TV show gets high marks for making adults look dumb

March 12, 2007|By Kevin Cowherd | Kevin Cowherd,Sun columnist

Looking for something on TV the whole family can enjoy - only to feel humiliated and depressed afterward?

Got just the ticket: the new hit Fox show Are You Smarter than a 5th Grader?

We'll get to the humiliating and depressing part in a minute.

If you haven't seen it, Are You Smarter? is a quiz show where adults get asked questions supposedly found in elementary school textbooks.

Naturally, these loser adults stumble and sweat over the answers, while a bunch of cute fifth-graders on the set smirk and offer help.

And when the loser adult washes out of the game, he or she has to look into the camera and sheepishly declare to the American people: "I am not smarter than a fifth-grader."

Great.

How'd you like to put that on your resume?

Or how'd you like to have people whispering when you go to the coffee machine at work: "There goes O'Brien. I saw him on TV. He's dumber than a fifth-grader"?

Anyway, the show has been a ratings home run, attracting 26.5 million viewers on opening night, the most successful Fox debut ever for a series.

One reason Are You Smarter? has done so well is that it followed American Idol, the monster Fox hit of all time.

(Starting next week, though, Are You Smarter? moves to an earlier time, which means no more Idol lead-in, which means the ratings could drop like a pickup truck pushed off a cliff.)

The other reason the show is so popular is its not-so-subtle theme: ritual humiliation.

If you haven't noticed, ritual humiliation is all the rage these days with TV audiences.

American Idol, of course, has made an art of it, with one horrible performer after another screeching through a song, then enduring a withering review from the evil Simon Cowell and the other hooting judges before slinking off the stage to presumably throw themselves in front of a speeding train.

Now with Are You Smarter? you have adults being ritually humiliated by cute little kids!

Because the adults are so dumb!

See, they're dumber than fifth-graders!

Is that ratings heaven, or what?

By the way, can somebody please explain why Jeff Foxworthy is hosting this show?

Isn't this a show with an academic bent?

Look, I'm not saying you have to get Stephen Hawking or the editor of the Yale Law Review.

But Jeff Foxworthy?

The redneck comedian guy?

Sure, he's rich and famous and successful.

But has any parent ever said to their kid: "Study hard, Jimmy, and one day you'll be as smart as that redneck comic guy, Jeff Foxworthy"?

Anyway, I watched Are You Smarter? the other night to find out what kind of questions they ask these dumb loser adults.

The first contestant, a young housewife named Susan, was getting beauties like this one, supposedly from third-grade astronomy: "True or false: Stratus clouds are typically higher than cirrus clouds?"

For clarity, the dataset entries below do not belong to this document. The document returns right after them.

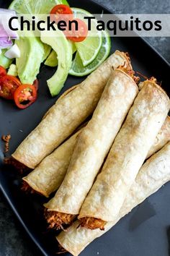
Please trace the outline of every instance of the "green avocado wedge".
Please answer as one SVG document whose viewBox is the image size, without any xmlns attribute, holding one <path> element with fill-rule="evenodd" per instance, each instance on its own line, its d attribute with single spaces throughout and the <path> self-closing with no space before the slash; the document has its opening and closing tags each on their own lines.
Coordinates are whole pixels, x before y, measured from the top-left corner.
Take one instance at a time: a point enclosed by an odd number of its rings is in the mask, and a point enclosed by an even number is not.
<svg viewBox="0 0 170 256">
<path fill-rule="evenodd" d="M 54 50 L 51 51 L 50 54 L 48 56 L 44 64 L 46 66 L 52 67 L 58 66 L 58 56 Z"/>
<path fill-rule="evenodd" d="M 76 48 L 75 46 L 75 44 L 73 43 L 73 42 L 71 42 L 70 40 L 68 40 L 68 42 L 70 43 L 72 54 L 73 54 L 76 51 Z M 55 53 L 55 51 L 54 51 L 54 50 L 51 51 L 50 54 L 48 56 L 48 57 L 47 58 L 44 64 L 46 66 L 53 67 L 58 66 L 58 56 L 57 56 L 57 54 Z"/>
<path fill-rule="evenodd" d="M 24 36 L 24 31 L 15 43 L 20 50 L 20 57 L 16 59 L 18 76 L 22 83 L 32 85 L 40 72 L 45 55 L 44 44 L 40 38 L 35 38 L 32 31 L 30 36 Z"/>
<path fill-rule="evenodd" d="M 63 33 L 55 26 L 55 31 L 42 31 L 42 42 L 48 44 L 58 56 L 58 69 L 54 75 L 47 81 L 52 96 L 57 95 L 67 79 L 71 63 L 72 50 Z"/>
</svg>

She also got this baby: "Of the following, what kind of star is hottest?"

a) Blue giant

b) Red dwarf

c) Regular star

"I'm freaking out!" Susan exclaimed at one point.

I was right there with her. The correct answers were: false and a.

Then they hit her with this lulu from fourth-grade math: "How many sides does a rhombus have?"

Susan said 10.

Susan was a goner.

The answer was four.

They lobbed a couple of softballs at the next contestant, a 29-year-old accountant named Phillip. (True or false: komodo dragons are extinct" and "In the northern hemisphere, summer ends in which month?")

But eventually he, too, stumbled. He quit - opting to take the loot he'd won, rather than risk humiliating himself as a dope - on this question from fifth-grade earth science: "What geologic era are we in right now?"

The answer was Cenozoic.

I know, I know ... you would have nailed it, no problem.

Anyway, the show's a big hit and the questions can be tricky if you've been out of school for decades. And the kids on stage seem to delight when an adult looks dumb, which is nothing new.

But if I were a contestant and washed out, I'd march up to the kids and say: "Oh, yeah? Well I got one for YOU, kids. If you walked into a bar and ordered a Guinness or a Budweiser, which one would have the higher alcohol by volume?"

Little brats. Let's see how smart they'd be then.